Upon arriving there and checking into our hotel, we decided it would be a good idea to look over our travel documents and make sure everything was in proper order. On comparing notes, we discovered that I was missing one crucial element for the return trip – a return ticket.
We mentally retraced our steps. In the departure area of the Salt Lake airport, the ticket agent had cheerfully shredded several documents that she claimed were excess paperwork. Could one of those have been my ticket? Did it happen during the paper shuffle in Chicago when we requested a seat change so we could sit together and do crosswords over the Atlantic? Or . . . was I such an airhead that I had simply lost my ticket. Who knew? Well, actually I knew that my mother (having known me for many years), suspected the latter. Oh well, quite frankly so did I.
I consulted my airline and was informed that I would need to stay in touch by fax during the coming week. I was in the Irish countryside, staying in quaint bed and breakfast establishments. There were no fax machines. Needless to say, this had all the makings of a stressful situation, but I felt better after discussing the problem with our tour guide. He assured me that the people at Shannon Airport were so laid back this wouldn’t be a problem. “Don’t worry,” he said, “everything will be just fine”. I breathed a sigh of relief and set about enjoying the rest of the trip.
I love Ireland, but don’t really want to live here!
“You can’t leave Ireland without a ticket,” was the dour pronouncement when I arrived at Shannon airport ten days later. Now keep in mind, that I dearly love Ireland. I’ve always felt that I should have been born there, but that someone wasn’t paying attention when the assignments were made. At this point I was ready to just go with the flow and stay, but I suspected my husband might fret if I wasn’t there when he came to meet my plane.
My mother and I discussed the problem with a harried, but sympathetic employee.

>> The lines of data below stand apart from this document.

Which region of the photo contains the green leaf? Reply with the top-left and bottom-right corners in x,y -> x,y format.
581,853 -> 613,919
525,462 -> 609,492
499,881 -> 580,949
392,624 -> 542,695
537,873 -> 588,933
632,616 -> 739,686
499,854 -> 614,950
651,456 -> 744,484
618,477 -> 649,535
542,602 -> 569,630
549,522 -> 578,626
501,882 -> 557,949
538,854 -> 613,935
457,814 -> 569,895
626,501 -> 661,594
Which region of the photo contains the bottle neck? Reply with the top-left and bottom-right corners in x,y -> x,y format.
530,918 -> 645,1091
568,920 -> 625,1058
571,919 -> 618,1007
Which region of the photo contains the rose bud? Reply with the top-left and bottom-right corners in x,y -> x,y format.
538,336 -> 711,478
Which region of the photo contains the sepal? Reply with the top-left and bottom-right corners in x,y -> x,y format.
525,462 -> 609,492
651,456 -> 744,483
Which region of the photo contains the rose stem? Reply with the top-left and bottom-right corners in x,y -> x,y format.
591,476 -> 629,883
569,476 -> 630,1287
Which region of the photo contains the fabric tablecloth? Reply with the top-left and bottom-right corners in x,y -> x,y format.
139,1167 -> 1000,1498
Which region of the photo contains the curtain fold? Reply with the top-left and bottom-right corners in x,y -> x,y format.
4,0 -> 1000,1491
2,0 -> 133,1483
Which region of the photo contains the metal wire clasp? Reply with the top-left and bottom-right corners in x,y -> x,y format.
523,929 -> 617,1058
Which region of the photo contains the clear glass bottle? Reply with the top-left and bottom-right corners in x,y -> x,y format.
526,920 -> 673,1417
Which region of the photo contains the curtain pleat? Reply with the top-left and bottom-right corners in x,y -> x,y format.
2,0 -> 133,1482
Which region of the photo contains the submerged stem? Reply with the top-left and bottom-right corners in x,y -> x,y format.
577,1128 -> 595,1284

He placed a phone call which, due to the gravity of the conversation, might have been to the Oval Office. After a considerable length of time – luckily we’d arrived hours early – my fate was decided. I could go home if they made me a new ticket. They would make a new ticket if I paid the ransom / replacement fee of fifty euros (roughly $75.00). When I arrived back in the states, I could take the matter up with my airline, and discuss reimbursement.
I did just that. On a long layover in Chicago, I related the situation to the employees at the service desk. After some impressive detective work they discovered the root of the problem. When I was issued the second set of tickets, the agent did not include a return-trip voucher. It wasn’t my fault after all! Well, actually it was since I hadn’t been paying attention in the first place, but I learned four important things from this experience.
- Always make sure the name on your plane ticket matches the name on your I.D.
- Always look through your tickets when you receive them and make sure you have everything you need. All the codes can make for difficult reading, but a few minutes of deciphering now may save you hours of frustration later.
- Never assume the airport will make an exception for you or bend their rules. They aren’t allowed to do that anymore.
- The last and most important tip – always travel to places where you might want to live, just in case they won’t let you come home.